Blog

Harewood House new website goes live

Our new website goes live today. What a relief it has been – three months in the planning and eight months in the building! During this time we’ve been writing, sourcing images and working with colleagues on how it should look, feel and work.

We’ve worked hard to make more of the information about Harewood easier to find. Information is, mostly, now only three clicks from the home page. There are loads more images available for people to look at and get a feel of what Harewood is like before they visit.

We’re also integrating social networking sites directly into the website, with both Flickr and our Blog built directly into the website.

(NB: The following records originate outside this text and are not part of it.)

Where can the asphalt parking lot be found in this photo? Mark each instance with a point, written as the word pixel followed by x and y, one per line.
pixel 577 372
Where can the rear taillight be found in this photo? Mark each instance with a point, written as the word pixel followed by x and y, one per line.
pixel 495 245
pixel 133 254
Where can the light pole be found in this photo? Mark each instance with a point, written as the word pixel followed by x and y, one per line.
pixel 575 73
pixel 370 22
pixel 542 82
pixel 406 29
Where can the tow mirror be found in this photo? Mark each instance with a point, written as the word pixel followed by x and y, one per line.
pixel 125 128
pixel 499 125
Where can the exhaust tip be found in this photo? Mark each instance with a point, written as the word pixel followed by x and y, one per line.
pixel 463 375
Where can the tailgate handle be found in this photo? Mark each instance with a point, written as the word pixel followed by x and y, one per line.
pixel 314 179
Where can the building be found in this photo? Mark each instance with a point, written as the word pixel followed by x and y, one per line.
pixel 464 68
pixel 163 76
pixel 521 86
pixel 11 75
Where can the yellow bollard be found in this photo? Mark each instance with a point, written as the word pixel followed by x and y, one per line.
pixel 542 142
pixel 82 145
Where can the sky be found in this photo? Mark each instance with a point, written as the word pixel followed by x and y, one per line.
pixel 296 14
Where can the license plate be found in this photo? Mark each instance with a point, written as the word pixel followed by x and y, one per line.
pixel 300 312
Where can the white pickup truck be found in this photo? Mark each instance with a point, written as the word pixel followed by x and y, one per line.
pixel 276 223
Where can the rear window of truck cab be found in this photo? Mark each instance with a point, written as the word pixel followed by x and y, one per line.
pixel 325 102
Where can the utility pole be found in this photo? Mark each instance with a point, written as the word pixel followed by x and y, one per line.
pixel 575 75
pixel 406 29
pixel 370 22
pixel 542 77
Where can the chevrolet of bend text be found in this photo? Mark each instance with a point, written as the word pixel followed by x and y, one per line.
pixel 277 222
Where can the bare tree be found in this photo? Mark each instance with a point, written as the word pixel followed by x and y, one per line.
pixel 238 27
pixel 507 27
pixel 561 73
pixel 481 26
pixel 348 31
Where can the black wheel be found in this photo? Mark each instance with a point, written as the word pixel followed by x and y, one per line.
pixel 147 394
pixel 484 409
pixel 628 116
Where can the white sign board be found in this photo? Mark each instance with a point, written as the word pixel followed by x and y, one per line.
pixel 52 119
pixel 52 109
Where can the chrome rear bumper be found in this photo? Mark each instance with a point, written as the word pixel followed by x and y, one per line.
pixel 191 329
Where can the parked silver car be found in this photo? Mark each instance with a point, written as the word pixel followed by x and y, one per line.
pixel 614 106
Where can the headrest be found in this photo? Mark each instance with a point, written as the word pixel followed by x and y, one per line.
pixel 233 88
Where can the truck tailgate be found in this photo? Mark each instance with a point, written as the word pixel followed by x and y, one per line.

This provides a direct feedback route for our customers to tell us what they think and also to put their photos up so the world can see them.

I could blather on about all the technical stuff about search engine optimisation and clever things that our agency, BrandNew, have done with the site, but I won’t. I’ll finish with telling you about My Harewood.

My Harewood is our new section whereby Harewood Cardholders and other visitors can tell us what they would like receive in their email newsletters. By choosing your interests in the preferences section, visitors can filter the events, exhibitions and news they see on their My Harewood home page. This automatically updates as new events, news or exhibitions are added.

We’ve also put some ‘not quite accurate’ information into the Did you know section and will be announcing a competition about this shortly. Come back for more later!

Artist in residence on the 36 Bus

Simon Warner is our artist in residence on the Number 36 Bus between Leeds and Harewood during our exhibition ‘Town and Country’ until 20th September. The residency is in partnership with bus operator Transdev Blazefield and Project Space Leeds (PSL), a contemporary art space in Leeds’ city centre. Follow the progress of Simon’s residency and add your own stories and contributions. Simon’s developing work in text, photography and film can also be viewed in the ‘Waiting Room’ at PSL throughout the partner exhibition there. Look out for announcements on the Blog too about other guided walks Simon will be conducting using scheduled bus services.

Did you know that if you come on the bus to Harewood you can get in for half price on presentation of a valid bus ticket?

Flamingo Watch update

The flamingos have now laid nine eggs. Four of which are unfortunately not going to hatch. The remaining five are all ok. The big excitement of today is that this is day 28 of the incubation period. Flamingo eggs normally incubate in 27 – 32 days, so we are expecting the first egg to hatch today or in the next couple of days.

The media have been out for a news item with BBC Look North airing on their 1330hrs news and also this evening at 1830. The Yorkshire Evening Post will also be featuring it tonight or tomorrow.

Did you know that you can Adopt a Bird at Harewood? If you would like to adopt a baby flamingo please call 0113 218 1000. All proceeds from adoption go towards our conservation and research activity. Adopting a Bird doesn’t mean that you can take the bird home, but we’ll acknowledge your adoption with a welcome pack, a plaque on the enclosure and send you a twice yearly ‘Stock Press’ Newsletter, as well as invite you to a summer evenings bird adoption evening.

Turner, Harewood and Leeds

The Yorkshire Evening Post has done a lovely write up on our new exhibition and Professor David Hill’s new book.

The Flamingos are laying eggs

After nearly twenty years of nothing, our Chilean Flamingos have started laying eggs, there are currently six eggs being sat on by the Flamingos. The first eggs are due to hatch in about a week.

One of the theories as to why the Flamingos haven’t laid eggs before is that there haven’t been enough of them to feel comfortable. To rectify this we have introduced life size cardboard cut outs of the birds and a sprinkler system to keep the island that they are laying their eggs on damp. Having damp soil enables them to build their nests as you can see in the picture.